Un homme de l’ombre spécialiste des missions délicates

Jean-Charles Marchiani

Ancien membre du Service de documentation extérieure et de contre-espionnage, Jean-Charles Marchiani a travaillé dans quelques grandes entreprises en France. Parmi les entreprises on peut citer : Peugeot, le groupe Air France, filiale Servair et groupe Méridien. Durant plus de quarante ans de service actif dans le domaine politique et le secteur privé Jean-Charles Marchiani a décidé de prendre sa retraite à l’âge de 63 ans. Des années passées avec beaucoup de réussite notamment dans les moments les plus difficiles de la France. Par exemple, lors de prises des otages Français. Après sa retraite, Jean-Charles Marchiani a continué ses activés dans le secteur privé. Il est engagé dans des négociations commerciales de hauts niveaux dans des pays comme la Chine et l’Arabie Saoudite. Notant aussi qu’en 1995, Jean-Charles Marchiani est nommé prefet du Var et en 1999 il est député européen.

Dans ce passage, nous essayerons de faire le point sur le rôle de Jean-Charles Marchiani dans la libération des otages Français.
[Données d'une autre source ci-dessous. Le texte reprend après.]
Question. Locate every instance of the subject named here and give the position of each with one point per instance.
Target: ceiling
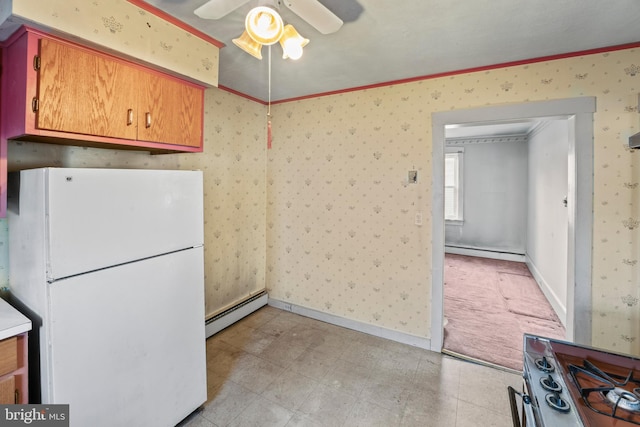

La libération des otages au Liban

Dans les années 80 et plus précisément en 1988, Jean-Charles Marchiani est devenu un héros national. Sa réussite dans la libération des otages Français lui a agrandi sa réputation dans le domaine politique. Selon les responsables de l’époque, la libération est héroïque vu la guerre civile au Liban. Durant des mois, Jean-Charles Marchiani était seul face les dirigeants du parti Chiite de Hezbollah. A plusieurs reprises, il s’est rendu tout seul sans protection pour faire des négociations. Il a dû faire face à des dizaines de djihadistes pointant leur AK-47 sur lui, mais il est resté froid et est parti avec les otages. Après plusieurs mois de négociation, Jean-Charles Marchiani a pu revenir avec les otages Français vivants.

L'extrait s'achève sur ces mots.